DID A TECTONIC UPLIFT AND BASALTIC WEATHERING ENHANCE NUTRIENT DELIVERY TO THE MIDDLE ORDOVICIAN OCEANS?

The Ordovician Darriwilian Stage records a ~2‰ carbon isotope excursion known as the MDICE (Mid-Darriwilian Carbon Isotope Excursion) that broadly coincides with the most rapid diversification of the Ordovician radiations. While a growing number of studies have shown the significance of the MDICE as a chronostratigraphic marker for global correlations, the cause of this carbon isotope excursion and its potential links to climatic, biotic, and tectonic events that took place during the Darriwilian remains an open question. Here we use a basin-wide high-resolution chemostratigraphy that integrates carbon cycle (δ¹³C) and weathering (εNd, and ⁸⁷Sr/⁸⁶Sr) proxies with physical stratigraphy from three mixed siliciclastic-carbonate sections in the central Appalachian Basin (Rocky Gap - VA, Collierstown - VA, and Clear Spring - MD) to explore potential causes of the MDICE.

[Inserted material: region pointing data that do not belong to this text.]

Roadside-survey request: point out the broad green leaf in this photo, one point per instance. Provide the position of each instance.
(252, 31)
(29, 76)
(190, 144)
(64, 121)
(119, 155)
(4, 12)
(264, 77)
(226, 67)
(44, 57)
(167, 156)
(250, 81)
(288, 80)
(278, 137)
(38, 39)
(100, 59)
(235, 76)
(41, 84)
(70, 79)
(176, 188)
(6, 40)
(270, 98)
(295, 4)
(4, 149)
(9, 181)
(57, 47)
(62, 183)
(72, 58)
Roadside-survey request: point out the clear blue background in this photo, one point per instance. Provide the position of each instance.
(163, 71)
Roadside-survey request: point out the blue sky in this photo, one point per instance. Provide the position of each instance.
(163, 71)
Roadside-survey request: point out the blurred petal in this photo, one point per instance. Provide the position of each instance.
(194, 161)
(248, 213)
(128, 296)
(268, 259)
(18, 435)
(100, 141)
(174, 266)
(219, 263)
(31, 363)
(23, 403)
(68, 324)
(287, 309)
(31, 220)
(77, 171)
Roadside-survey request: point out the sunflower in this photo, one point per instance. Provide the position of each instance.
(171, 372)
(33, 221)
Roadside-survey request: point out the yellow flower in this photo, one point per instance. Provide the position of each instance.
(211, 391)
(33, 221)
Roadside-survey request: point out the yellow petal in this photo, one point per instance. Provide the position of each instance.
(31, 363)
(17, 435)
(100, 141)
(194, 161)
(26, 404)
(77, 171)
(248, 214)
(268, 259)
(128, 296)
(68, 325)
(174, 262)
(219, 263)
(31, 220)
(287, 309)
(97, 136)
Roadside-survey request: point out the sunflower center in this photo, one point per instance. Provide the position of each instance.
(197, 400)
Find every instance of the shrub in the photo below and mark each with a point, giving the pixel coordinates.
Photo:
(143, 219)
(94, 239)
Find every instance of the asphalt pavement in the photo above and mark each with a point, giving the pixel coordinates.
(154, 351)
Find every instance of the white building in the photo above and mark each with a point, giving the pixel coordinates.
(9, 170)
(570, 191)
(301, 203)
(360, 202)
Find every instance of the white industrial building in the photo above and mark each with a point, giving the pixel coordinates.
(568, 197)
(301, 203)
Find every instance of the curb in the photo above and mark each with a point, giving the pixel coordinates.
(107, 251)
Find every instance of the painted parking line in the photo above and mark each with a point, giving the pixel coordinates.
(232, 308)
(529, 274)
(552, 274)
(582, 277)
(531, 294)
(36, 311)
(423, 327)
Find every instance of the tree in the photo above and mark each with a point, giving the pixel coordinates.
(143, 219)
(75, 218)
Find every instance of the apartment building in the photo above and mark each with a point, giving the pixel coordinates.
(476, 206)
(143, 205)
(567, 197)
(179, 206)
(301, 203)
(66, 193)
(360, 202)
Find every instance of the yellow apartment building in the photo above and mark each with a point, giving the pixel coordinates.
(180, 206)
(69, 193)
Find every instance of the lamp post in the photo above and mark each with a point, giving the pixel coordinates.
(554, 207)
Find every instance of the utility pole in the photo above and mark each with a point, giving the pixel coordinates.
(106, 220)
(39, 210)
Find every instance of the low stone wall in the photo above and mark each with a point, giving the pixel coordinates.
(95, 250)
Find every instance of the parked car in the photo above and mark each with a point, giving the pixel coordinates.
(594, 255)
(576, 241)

In the Appalachian basin, the MDICE at Clear Spring occurs within shallow tidal flat facies with peak δ¹³C values (+1‰) that span a lithologic shift from peritidal carbonates of the Pinesburg Station Dolomite (‘Knox-Beekmantown Group’) to gastropod-bearing fenestral limestones of the overlying Row Park Formation (St. Paul Group). The Row Park transitions into restricted lagoonal facies of the New Market Formation, and the entire Clear Spring MDICE section appears conformable based on conodont-apatite based ⁸⁷Sr/⁸⁶Sr and facies succession. Further south, an erosional surface known as the Knox Unconformity is observed at the Collierstown and Rocky Gap sections and the MDICE is not present. Missing time is indicated not only by δ¹³C and physical stratigraphy but also by rapid shifts in the ε_Nd and ⁸⁷Sr/⁸⁶Sr curves. Furthermore, our ε_Nd and ⁸⁷Sr/⁸⁶Sr data show a correlation between the MDICE and a significant continental weathering shift toward ‘juvenile’/basaltic values. These correlations suggest a potential link between the MDICE, change in relative sea level, and increase in basaltic weathering, possibly due to the Taconic uplift. We aim to use a carbon cycle box model to further test the hypothesis that weathering of basaltic rocks with high phosphorus content could invigorate primary productivity during Ordovician biodiversification events.